Both reports recognize that political constraints, particularly limits on tribal self-determination, only work to intensify Native vulnerability to climate change. This issue is even worse for non-federally recognized tribes and indigenous groups who lack basic treaty protections, access to federal services, and trust lands. However, NCA4 notes that the federal trust relationship to tribes can also hold back tribal efforts to diversify their economies and plan for climate change. Deferred responsibilities to maintain and upgrade reservation infrastructure magnify climate threats. The onerous approval process for energy projects on tribal lands is actively restricting tribal economies and blocking an important source of renewable energy that could help America divest from the fossil fuels that are causing climate change in the first place.

The climate reports are not all doom and gloom for Indian Country. In fact, tribes are in a unique position to deal with the new challenges brought about from climate change. Traditional ecological knowledge derived from thousands of years of observing how environmental stressors affect ecosystem balance is helping tribes prepare for changes in weather and biodiversity through adaptation plans. As the authors in SOCCR2 pointed out, indigenous land use strategies are built around integration with existing systems rather than the Western philosophy of altering existing ecosystems and places to fit production methods.
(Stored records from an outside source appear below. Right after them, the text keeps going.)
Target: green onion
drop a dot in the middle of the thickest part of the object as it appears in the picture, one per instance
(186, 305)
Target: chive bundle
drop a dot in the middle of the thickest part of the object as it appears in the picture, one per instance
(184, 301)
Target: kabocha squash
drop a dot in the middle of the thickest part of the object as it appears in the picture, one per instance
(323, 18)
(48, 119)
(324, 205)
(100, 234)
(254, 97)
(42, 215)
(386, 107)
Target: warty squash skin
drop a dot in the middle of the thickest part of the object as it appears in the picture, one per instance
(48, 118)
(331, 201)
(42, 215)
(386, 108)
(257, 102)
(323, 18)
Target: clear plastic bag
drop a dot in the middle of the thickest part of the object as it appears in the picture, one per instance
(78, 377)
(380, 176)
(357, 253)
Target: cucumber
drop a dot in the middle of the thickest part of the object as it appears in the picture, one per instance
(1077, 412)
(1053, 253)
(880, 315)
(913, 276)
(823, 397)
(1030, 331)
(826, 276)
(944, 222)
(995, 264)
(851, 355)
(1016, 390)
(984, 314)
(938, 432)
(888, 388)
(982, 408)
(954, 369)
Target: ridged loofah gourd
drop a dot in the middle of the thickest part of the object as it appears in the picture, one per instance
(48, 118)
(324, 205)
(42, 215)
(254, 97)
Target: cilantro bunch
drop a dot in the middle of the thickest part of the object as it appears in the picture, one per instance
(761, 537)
Historically, indigenous persons migrated to new places when the landscape became inhospitable. Because of trust lands and the modern reservation system, relocation is often not a viable option. Some Alaska Native villages are already having to take this gigantic step- uprooting communities and requiring a new social fabric to be knitted in an unfamiliar place. Putting tribes in the driver’s seat of their own lands is the only way to ensure the development of sustainable, robust economies that contribute to the mitigation of harmful climate change effects. World development has reached a crossroads, and it is now Indian Country’s responsibility to craft the resilient, green economies of the future.